Effective and Creative Use of Information Subpoenas

New York provides judgment creditors with an array of judgment enforcement devices. A judgment creditor decides which to use and in what order—there is no prescribed sequence, so they can and often are used simultaneously— subject only to the court’s power to limit or regulate judgment enforcement to prevent abuse or harassment under CPLR 5240.

Among the devices is the Information Subpoena, a unique post-judgment discovery device (CPLR 5224(3). An Information Subpoena contains written questions, similar to interrogatories, drafted by the judgment creditor, which must be answered in writing and under oath by the recipient. An Information Subpoena may be served on the judgment debtor or any other person who may have knowledge of the judgment debtor’s assets, income, or financial affairs. A broad scope of inquiry is allowed—the same as for any other post-judgment discovery device. See CPLR 5226.

One of the attractive features of the Information Subpoena is its low cost and convenience. There is no need to pay for a court reporter for a post-judgment deposition, which is sought by a Subpoena Duces Tecum. Nor is there the need for a process server because an Information Subpoena may be served by Certified Mail/Return Receipt Requested. Another benefit is that a response is due within just seven days.

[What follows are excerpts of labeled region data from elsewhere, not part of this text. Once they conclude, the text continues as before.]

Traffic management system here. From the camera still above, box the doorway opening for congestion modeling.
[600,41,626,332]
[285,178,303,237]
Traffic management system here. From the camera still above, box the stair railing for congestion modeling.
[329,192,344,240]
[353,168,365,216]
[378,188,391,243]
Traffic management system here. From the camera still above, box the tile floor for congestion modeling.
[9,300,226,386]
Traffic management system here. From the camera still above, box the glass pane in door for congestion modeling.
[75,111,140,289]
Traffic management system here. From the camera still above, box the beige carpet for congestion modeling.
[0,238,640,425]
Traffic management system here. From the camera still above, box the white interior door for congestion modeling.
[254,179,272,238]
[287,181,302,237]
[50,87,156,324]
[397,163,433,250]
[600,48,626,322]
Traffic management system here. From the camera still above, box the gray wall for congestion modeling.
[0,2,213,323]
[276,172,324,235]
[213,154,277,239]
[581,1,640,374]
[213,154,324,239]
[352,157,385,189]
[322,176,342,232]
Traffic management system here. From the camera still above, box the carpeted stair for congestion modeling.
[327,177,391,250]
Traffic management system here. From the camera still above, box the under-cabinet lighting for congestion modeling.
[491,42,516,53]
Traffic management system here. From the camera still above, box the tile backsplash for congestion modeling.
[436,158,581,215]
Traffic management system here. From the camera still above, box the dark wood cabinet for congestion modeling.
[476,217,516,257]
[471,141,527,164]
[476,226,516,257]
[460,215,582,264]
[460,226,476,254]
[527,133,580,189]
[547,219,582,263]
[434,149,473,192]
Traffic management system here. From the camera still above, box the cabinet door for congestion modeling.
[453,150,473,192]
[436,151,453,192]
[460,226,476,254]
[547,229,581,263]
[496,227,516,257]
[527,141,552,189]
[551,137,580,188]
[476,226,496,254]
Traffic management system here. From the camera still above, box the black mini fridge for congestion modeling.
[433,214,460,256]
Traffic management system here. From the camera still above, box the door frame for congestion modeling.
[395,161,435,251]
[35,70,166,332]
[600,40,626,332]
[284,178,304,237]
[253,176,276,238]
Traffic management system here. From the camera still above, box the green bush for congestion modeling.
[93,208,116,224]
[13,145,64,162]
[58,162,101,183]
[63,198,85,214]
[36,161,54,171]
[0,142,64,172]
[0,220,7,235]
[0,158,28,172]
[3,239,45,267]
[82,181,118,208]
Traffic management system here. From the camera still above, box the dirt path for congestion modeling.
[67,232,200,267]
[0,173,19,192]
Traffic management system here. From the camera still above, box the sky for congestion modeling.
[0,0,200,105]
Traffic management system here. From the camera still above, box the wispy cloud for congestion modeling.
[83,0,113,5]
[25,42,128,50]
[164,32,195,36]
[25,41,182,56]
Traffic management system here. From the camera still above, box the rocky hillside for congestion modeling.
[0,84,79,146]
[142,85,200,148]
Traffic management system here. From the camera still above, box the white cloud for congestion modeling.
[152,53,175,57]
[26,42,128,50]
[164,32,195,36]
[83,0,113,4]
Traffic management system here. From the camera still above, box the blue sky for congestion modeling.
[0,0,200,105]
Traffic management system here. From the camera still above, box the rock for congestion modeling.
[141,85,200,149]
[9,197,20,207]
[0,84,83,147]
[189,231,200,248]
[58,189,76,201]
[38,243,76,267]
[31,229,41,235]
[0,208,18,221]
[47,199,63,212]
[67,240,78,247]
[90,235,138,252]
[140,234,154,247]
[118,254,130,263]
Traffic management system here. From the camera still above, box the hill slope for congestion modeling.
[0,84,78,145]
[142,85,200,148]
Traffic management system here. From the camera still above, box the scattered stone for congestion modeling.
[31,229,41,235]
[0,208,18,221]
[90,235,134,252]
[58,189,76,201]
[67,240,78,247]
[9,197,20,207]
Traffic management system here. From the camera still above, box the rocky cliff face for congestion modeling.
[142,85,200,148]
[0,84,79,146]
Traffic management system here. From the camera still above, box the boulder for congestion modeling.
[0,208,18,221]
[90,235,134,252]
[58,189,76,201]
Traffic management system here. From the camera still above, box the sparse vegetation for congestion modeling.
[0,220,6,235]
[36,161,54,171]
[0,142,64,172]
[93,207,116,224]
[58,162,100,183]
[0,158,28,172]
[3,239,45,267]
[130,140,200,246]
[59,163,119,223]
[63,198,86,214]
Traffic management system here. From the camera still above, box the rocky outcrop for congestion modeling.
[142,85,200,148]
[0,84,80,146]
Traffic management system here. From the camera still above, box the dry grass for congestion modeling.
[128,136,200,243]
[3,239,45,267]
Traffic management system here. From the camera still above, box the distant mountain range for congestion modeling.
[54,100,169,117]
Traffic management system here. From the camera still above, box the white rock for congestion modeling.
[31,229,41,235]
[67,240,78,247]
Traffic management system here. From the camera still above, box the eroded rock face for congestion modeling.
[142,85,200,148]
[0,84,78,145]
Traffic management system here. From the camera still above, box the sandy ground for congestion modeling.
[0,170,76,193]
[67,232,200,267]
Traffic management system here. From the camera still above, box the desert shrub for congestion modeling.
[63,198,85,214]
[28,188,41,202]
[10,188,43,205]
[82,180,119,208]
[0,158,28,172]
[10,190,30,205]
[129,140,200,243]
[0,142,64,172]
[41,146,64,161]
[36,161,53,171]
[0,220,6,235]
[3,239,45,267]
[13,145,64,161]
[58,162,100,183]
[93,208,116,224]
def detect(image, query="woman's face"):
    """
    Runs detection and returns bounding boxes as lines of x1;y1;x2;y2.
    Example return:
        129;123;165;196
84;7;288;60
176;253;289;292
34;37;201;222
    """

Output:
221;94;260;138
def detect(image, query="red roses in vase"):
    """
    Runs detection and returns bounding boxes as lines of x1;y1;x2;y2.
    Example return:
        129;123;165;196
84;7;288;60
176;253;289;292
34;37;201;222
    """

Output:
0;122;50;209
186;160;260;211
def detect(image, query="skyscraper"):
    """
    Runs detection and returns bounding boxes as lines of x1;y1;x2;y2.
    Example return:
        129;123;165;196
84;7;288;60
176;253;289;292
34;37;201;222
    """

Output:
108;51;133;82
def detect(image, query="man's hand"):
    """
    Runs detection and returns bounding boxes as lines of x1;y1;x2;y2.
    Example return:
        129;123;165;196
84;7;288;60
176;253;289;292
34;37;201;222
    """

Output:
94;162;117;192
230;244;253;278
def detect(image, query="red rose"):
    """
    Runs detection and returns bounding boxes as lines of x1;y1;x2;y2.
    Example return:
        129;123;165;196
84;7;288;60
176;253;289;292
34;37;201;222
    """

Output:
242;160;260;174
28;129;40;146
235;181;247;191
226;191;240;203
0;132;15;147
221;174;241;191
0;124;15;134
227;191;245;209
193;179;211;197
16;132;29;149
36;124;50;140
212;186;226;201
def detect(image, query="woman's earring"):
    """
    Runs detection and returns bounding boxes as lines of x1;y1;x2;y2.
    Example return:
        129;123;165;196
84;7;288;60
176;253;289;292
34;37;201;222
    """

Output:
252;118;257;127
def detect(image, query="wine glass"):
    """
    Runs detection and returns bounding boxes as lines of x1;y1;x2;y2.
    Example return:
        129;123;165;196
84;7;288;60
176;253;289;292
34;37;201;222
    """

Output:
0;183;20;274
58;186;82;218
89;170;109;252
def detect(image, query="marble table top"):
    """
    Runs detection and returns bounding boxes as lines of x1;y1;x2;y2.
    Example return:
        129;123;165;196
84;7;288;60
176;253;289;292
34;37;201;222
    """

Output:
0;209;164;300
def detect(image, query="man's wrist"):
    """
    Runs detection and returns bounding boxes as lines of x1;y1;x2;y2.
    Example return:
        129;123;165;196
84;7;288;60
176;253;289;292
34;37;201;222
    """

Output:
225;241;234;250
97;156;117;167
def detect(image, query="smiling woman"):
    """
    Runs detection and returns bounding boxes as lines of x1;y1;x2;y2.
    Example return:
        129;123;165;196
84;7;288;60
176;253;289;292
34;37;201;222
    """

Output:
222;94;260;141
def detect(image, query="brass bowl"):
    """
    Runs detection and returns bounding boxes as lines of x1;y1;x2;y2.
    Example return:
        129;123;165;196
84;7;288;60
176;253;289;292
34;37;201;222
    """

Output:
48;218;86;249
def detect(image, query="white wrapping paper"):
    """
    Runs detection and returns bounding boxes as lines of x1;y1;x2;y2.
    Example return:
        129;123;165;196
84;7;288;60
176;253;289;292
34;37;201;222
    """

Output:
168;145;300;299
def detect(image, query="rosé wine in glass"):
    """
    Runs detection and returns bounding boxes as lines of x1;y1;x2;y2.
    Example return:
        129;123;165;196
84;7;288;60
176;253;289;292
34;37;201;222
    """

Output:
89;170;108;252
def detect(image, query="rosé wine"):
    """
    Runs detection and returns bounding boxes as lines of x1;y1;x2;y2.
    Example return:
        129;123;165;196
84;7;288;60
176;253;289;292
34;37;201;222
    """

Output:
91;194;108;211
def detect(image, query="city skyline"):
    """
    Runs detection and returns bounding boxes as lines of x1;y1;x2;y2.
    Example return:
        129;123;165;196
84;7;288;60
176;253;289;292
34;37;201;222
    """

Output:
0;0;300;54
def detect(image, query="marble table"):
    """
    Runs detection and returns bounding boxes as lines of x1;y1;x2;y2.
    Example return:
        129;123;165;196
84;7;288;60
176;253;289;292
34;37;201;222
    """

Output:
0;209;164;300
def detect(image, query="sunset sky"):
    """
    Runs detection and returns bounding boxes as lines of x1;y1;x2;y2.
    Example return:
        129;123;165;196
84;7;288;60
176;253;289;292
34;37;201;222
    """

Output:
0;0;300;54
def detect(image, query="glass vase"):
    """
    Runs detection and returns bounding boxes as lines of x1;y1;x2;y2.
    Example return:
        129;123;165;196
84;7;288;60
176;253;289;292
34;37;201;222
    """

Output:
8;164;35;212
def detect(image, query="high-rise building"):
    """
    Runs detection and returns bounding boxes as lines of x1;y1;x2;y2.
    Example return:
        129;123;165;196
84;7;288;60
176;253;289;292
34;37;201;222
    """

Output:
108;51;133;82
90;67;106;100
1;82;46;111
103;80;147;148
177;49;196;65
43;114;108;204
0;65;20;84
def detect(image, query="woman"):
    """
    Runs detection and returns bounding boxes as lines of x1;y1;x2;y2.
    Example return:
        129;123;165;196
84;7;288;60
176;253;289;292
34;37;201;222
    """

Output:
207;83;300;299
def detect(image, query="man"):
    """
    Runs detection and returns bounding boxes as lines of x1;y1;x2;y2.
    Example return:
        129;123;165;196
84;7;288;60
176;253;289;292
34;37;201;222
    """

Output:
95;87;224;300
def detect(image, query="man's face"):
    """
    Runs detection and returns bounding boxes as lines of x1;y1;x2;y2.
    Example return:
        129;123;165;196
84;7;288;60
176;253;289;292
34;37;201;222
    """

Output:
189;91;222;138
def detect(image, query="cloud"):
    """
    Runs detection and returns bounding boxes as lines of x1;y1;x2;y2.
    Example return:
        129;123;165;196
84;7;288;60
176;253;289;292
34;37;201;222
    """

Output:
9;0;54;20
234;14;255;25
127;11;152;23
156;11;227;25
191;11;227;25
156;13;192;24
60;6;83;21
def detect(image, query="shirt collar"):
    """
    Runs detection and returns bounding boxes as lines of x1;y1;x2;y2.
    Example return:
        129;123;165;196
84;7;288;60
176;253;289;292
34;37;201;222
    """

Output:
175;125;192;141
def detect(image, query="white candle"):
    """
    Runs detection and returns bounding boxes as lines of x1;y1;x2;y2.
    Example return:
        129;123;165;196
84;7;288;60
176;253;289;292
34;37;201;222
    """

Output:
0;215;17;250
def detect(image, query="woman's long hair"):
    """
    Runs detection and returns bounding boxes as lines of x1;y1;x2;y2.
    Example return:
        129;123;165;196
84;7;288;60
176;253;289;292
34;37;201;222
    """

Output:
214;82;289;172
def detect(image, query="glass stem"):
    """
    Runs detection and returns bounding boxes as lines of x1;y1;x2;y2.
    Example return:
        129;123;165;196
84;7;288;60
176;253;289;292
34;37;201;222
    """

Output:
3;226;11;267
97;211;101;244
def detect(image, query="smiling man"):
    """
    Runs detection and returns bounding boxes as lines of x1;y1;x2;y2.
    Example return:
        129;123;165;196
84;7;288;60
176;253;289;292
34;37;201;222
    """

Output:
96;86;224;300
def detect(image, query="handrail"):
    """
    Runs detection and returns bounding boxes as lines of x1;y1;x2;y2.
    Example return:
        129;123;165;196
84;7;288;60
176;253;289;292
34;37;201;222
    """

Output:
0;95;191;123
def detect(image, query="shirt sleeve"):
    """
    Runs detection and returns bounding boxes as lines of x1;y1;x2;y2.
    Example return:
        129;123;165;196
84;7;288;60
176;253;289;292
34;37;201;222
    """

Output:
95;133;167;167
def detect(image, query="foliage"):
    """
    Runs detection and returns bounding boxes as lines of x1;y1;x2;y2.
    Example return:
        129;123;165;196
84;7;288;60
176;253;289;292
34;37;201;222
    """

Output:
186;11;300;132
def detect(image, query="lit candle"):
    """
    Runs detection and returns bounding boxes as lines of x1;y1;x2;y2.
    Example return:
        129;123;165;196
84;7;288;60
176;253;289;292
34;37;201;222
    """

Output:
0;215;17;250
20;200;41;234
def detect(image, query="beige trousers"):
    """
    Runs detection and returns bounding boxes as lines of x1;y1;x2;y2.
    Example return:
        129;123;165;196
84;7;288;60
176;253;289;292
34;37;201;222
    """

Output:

Information Subpoenas are most often used in connection with CPLR 5222 Restraining Notices served on banks or other financial institutions, usually containing “standard questions” in a short-form format seeking basic information about any funds of the debtor on deposit. But it is possible to draft customized questions seeking other relevant information.

The Information Subpoena can be a powerful tool in judgment enforcement in certain situations. It is particularly well-suited to seeking basic information from third-parties who might have relevant information. Unlike judgment debtors, who routinely ignore and/or delay responses to post-judgment subpoenas, third-parties usually have no incentive to hide or delay and will be forthcoming. Judgment creditors should consider serving Information Subpoenas on accountants, former spouses and business partners, finance companies, insurance agents, and others.

Lawyers and law firms also can be a source of good information. They too are proper subjects of post-judgment discovery. How is the debtor paying his lawyer? Where did the funds come from; i.e., from which bank and party’s account were they drawn? How much has he paid? What are the cases and other legal matters in which the lawyer has represented the debtor? What property, business, and other remunerative activities of the debtor does the lawyer have knowledge? This information generally is not privileged or otherwise exempt from post-judgment discovery.

We use Information Subpoenas routinely and creatively in our judgment enforcement cases. Recently, we served a series of Information Subpoena in a long-running judgment enforcement matter on a group of lawyers and law firms connected with the judgment debtors. The information we requested was not privileged and was sought as part efforts to gather evidence for veil piercing, alter ego, and aiding-and-abetting fraudulent transfer claims.

The target defendant objected and moved to quash. The trial court denied his motion and, we are pleased to now report, this ruling recently was unanimously affirmed by the Appellate Division. See Berisha v. Tosca Café Inc., ___A.D.3d___, 2022 NY Slip Op 00966 (1st Dep’t March 10, 2022). The First Department held that the subpoenas were “narrowly tailored to solicit information that is directly relevant to plaintiffs proposed amendment to add alter ego/veil-piercing allegations to his fraudulent conveyance claims” and were properly “targeted at the individuals and entities that are likely to have this information, and there is no indication that the information would be unduly burdensome to collect.”

Exactly. We couldn’t have said it better ourselves.